Most of the time all you'll have to do is turn on that fancy new digital camera of yours, and just like your old point-and-shoot, start clicking away. There are definitely occasions, however, when some of those hidden camera modes and a little general photography knowledge will come in handy.

Backlit Subjects
Your camera has a built-in light meter. It checks around for the amount of light near the subject it's focused on and adjusts the shutter speed and aperture accordingly. But let's say you're taking a photo of your bowling trophy collection which happens to be on a windowsill in the den. If it's a bright day, your camera will register all the light coming in the window and not fire its built-in flash. The resulting photo will be a lovely abstract of your window, the yard, and silhouettes of miniature bowlers mid-swing. In situations like these where subjects are backlit, you should override your camera's settings and force the flash to fire.

Lenses on small cameras are curved to allow the lens to capture more of what you see. This works well in landscapes and in tight spaces, but it's something you should compensate for in portraiture. If you were to shoot a subject too close-up with your point-and-shoot, the result would be slightly distorted - not quite a funhouse mirror, but the nose would appear more prominent and wider and the natural shape of the subject's face will be altered just enough to keep them from letting you capture their image ever again. Step back from your subject, even for a neck-up portrait, and if you can, zoom in until just what you want to shoot fills the viewfinder. This will help maintain a natural look about the face and nose and prevent a rash of unnecessary rhinoplasty.

Flash photography
Natural-looking light is the best for taking photos with any camera, but there are situations where you'll absolutely need your flash to get the image. Some of these circumstances might not be obvious. If you're out in broad daylight, say, apple picking or taking your grandmother on a duck tour, you could use flash whenever you notice shadows on your subject's face to light her more evenly. Using flash on a subject against an overcast sky pulls the subject out of the image and creates cool, if unnatural, effects. And remember those 70s greeting cards with a couple silhouetted against a fiery horizon? If anyone in the 70s had used flash, we'd know who that couple was. I hope they collected royalties.
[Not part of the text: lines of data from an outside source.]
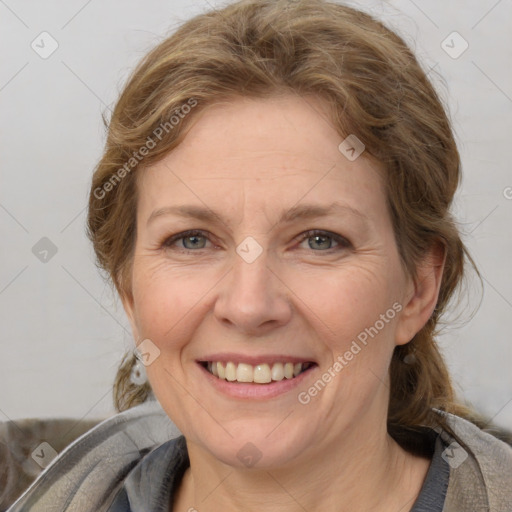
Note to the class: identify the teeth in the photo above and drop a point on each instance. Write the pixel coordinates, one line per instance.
(288, 370)
(231, 371)
(260, 374)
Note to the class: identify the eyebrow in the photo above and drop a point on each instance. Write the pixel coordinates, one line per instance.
(301, 211)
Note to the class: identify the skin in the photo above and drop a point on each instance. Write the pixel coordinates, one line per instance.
(249, 160)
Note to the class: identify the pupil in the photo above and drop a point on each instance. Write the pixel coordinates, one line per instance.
(320, 237)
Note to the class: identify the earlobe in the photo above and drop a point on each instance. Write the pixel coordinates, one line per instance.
(421, 296)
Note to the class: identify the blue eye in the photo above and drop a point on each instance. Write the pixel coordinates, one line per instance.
(196, 240)
(320, 237)
(191, 237)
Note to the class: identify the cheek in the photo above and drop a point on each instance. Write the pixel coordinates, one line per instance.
(167, 299)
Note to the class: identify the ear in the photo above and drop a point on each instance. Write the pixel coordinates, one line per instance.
(421, 296)
(129, 308)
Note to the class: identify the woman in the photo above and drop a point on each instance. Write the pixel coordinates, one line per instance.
(273, 207)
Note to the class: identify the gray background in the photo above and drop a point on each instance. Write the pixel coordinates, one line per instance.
(64, 332)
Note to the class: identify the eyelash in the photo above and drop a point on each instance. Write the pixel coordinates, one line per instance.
(343, 242)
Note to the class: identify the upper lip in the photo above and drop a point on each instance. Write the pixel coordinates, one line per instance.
(253, 360)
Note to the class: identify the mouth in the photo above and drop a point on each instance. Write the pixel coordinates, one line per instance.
(263, 373)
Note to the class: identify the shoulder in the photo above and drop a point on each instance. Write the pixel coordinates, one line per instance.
(480, 467)
(86, 474)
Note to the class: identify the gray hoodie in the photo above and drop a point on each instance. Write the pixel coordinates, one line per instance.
(107, 469)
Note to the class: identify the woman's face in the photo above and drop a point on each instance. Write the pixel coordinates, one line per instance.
(252, 286)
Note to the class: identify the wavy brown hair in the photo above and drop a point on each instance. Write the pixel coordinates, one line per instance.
(376, 89)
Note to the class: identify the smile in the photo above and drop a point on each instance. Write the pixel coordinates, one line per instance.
(263, 373)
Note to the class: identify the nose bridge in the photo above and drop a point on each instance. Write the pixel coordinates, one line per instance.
(252, 298)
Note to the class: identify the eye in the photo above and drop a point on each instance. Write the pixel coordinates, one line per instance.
(192, 238)
(322, 240)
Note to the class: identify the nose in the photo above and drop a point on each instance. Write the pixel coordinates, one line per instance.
(253, 297)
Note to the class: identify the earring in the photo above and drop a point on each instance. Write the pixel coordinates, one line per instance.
(138, 374)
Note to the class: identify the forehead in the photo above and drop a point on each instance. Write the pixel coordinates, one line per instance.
(268, 153)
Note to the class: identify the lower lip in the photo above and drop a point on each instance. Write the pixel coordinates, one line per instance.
(250, 390)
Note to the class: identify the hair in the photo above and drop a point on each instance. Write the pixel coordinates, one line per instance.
(375, 88)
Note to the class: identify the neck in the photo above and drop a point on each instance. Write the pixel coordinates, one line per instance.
(359, 472)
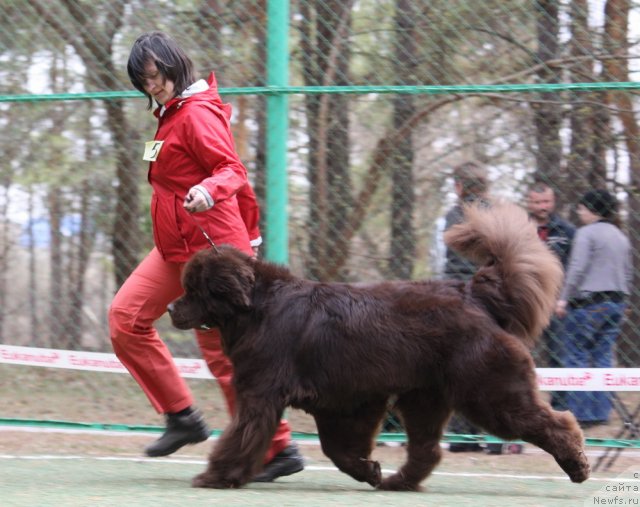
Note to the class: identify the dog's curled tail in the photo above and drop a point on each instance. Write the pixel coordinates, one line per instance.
(519, 278)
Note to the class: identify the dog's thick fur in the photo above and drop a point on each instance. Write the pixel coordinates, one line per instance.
(340, 351)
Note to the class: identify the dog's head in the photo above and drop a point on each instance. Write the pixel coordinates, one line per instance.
(218, 284)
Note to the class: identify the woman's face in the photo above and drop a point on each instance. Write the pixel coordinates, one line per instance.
(161, 89)
(586, 216)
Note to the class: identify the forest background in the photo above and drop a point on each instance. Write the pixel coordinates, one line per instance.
(368, 173)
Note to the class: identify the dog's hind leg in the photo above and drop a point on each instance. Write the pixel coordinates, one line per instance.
(238, 454)
(348, 439)
(424, 415)
(510, 407)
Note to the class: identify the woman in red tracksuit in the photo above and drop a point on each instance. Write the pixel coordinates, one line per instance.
(199, 184)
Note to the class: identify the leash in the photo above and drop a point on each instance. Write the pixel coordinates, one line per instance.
(204, 233)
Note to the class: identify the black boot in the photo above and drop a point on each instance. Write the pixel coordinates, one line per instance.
(181, 430)
(287, 462)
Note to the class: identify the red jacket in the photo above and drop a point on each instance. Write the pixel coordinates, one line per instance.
(197, 148)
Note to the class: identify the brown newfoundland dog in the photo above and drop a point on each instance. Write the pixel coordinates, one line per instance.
(340, 351)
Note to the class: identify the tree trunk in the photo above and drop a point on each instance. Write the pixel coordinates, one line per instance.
(402, 250)
(327, 41)
(580, 167)
(95, 48)
(547, 113)
(616, 69)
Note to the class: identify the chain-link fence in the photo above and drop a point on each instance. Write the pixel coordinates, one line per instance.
(533, 90)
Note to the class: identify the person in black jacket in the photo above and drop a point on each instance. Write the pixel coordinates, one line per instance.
(558, 235)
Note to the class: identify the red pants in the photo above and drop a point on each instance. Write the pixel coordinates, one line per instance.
(141, 300)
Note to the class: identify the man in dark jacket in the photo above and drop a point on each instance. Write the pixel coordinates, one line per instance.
(558, 235)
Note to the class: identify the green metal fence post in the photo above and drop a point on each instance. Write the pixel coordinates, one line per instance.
(277, 235)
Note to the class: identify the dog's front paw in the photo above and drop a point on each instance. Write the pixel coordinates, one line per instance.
(397, 482)
(374, 473)
(209, 480)
(578, 469)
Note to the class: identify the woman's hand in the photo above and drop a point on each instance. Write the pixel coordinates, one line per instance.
(196, 201)
(561, 308)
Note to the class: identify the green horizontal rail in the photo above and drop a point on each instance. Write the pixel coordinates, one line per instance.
(361, 90)
(382, 437)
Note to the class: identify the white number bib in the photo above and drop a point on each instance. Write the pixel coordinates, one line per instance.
(152, 150)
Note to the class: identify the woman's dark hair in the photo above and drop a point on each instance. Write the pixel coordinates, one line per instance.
(172, 62)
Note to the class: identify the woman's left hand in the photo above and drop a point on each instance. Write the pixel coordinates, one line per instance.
(561, 308)
(195, 201)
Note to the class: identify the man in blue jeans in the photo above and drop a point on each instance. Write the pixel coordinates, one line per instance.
(592, 301)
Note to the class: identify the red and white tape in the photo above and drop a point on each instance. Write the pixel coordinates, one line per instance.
(549, 379)
(88, 361)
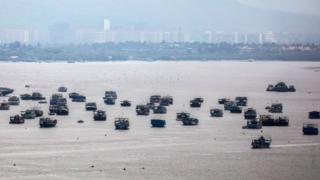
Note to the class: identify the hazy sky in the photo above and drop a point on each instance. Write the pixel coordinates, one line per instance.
(296, 6)
(228, 15)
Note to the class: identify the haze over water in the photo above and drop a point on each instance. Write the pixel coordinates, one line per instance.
(218, 148)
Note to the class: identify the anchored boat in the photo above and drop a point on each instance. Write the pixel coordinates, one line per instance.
(216, 112)
(261, 142)
(158, 123)
(47, 122)
(99, 115)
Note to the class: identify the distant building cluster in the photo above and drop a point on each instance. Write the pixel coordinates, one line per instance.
(20, 35)
(63, 33)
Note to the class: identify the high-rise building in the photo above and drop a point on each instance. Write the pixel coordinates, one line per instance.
(106, 25)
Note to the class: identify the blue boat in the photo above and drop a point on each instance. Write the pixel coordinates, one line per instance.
(158, 123)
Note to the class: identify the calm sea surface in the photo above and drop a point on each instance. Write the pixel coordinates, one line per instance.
(218, 148)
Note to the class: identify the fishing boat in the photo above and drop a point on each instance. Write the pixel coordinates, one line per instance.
(250, 113)
(142, 110)
(310, 129)
(158, 123)
(47, 122)
(4, 106)
(125, 103)
(196, 102)
(62, 89)
(276, 108)
(253, 124)
(216, 112)
(235, 109)
(100, 115)
(241, 101)
(28, 114)
(314, 115)
(223, 100)
(190, 121)
(261, 142)
(281, 87)
(159, 110)
(182, 115)
(91, 106)
(16, 119)
(155, 99)
(14, 101)
(5, 91)
(166, 101)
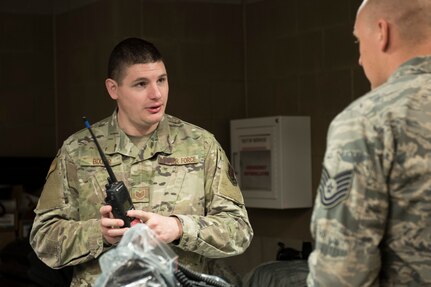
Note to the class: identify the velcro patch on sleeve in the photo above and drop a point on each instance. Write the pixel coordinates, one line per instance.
(335, 189)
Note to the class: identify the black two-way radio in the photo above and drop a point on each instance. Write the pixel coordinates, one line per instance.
(117, 194)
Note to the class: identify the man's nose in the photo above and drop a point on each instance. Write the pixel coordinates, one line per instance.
(155, 92)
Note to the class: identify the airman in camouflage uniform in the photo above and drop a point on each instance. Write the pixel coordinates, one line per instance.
(372, 216)
(179, 172)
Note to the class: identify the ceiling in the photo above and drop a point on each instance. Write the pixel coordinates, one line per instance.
(60, 6)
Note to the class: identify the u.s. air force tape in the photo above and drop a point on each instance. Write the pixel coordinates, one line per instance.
(335, 189)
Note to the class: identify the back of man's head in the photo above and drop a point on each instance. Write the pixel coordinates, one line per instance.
(129, 52)
(411, 18)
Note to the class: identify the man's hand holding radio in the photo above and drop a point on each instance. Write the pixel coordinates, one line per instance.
(166, 228)
(111, 227)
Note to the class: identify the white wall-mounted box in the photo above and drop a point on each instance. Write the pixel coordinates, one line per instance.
(272, 160)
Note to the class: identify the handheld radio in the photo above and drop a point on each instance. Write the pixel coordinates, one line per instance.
(117, 194)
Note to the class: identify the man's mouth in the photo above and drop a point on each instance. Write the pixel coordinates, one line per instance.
(155, 109)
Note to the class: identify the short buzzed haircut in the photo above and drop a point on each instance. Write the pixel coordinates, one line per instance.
(129, 52)
(412, 17)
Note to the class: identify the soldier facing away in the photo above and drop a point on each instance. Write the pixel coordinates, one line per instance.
(372, 216)
(178, 176)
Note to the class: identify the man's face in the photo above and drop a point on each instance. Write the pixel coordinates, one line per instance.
(367, 34)
(141, 97)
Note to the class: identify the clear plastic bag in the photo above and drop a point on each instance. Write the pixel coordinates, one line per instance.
(140, 259)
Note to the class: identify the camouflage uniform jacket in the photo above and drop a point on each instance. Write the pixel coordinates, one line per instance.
(182, 171)
(372, 217)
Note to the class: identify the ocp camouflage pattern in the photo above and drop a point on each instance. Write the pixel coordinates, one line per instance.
(183, 171)
(379, 154)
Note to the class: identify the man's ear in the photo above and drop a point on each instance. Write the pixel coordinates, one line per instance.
(384, 35)
(112, 87)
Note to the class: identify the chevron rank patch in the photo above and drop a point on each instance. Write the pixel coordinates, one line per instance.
(335, 189)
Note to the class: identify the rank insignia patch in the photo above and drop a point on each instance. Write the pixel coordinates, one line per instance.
(335, 189)
(231, 175)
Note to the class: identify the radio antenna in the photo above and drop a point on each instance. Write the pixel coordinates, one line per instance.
(112, 177)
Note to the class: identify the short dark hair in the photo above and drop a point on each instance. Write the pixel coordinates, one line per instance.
(129, 52)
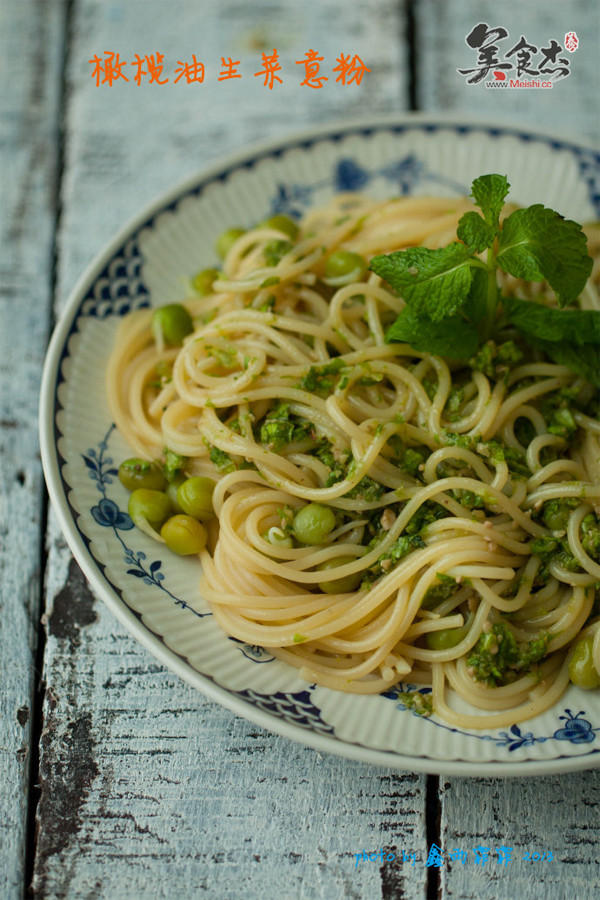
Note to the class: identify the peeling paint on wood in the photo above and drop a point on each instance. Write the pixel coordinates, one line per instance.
(30, 63)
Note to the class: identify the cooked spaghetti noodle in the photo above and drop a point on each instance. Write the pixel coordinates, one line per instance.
(440, 475)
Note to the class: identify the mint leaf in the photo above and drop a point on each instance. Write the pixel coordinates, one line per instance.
(489, 193)
(576, 326)
(453, 337)
(475, 232)
(581, 359)
(436, 282)
(537, 243)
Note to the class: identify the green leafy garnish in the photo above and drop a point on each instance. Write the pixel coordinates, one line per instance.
(498, 659)
(453, 301)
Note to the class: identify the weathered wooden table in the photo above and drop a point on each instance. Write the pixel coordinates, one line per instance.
(118, 780)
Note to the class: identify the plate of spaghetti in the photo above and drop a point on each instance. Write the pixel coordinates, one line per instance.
(321, 428)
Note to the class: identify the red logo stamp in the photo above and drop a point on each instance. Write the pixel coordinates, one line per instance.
(571, 41)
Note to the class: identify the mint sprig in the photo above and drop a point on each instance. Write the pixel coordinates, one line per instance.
(453, 301)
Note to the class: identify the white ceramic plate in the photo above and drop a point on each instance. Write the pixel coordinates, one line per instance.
(156, 594)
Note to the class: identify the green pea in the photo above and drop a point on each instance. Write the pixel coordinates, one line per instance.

Use zoom as liberally as you like in well-lit, outdoor situations. But don't think that you're actually going to get that photo of your little-leaguer way in the outfield at a night game by zooming as far as your lens allows and flipping on your flash. What you'll end up with is fuzz and someone's shoulder. As the zoom extends, it has the effect of darkening the image. If you're far enough away and it's not bright, your tiny flash will be rendered useless. Your camera's instruction manual will tell you how far the light from its little flash can reach.

You've surely read plenty on eliminating red-eye in people. There are photo editing suites to fix images after the fact and built-in red-eye flash settings to prevent it in the first place. But what about the dreaded pet blue-eye? The strangely enormous pupil of your little critters can also be minimized with that pulsing, seizure-inducing red-eye flash. Try it out next time you catch Spot wearing a hat or walking on his hind legs.

New equipment like a digital camera always has a label on the box to 'read instruction manual before using', which of course, no one ever does. But once you've had some fun shooting and think you have the hang of the thing, go through that manual and make sure you're using your camera to its capacity. Often we overlook little features that will come in handy or help us take better pictures. If you're really good or looking to kill some time, you can read the French version too.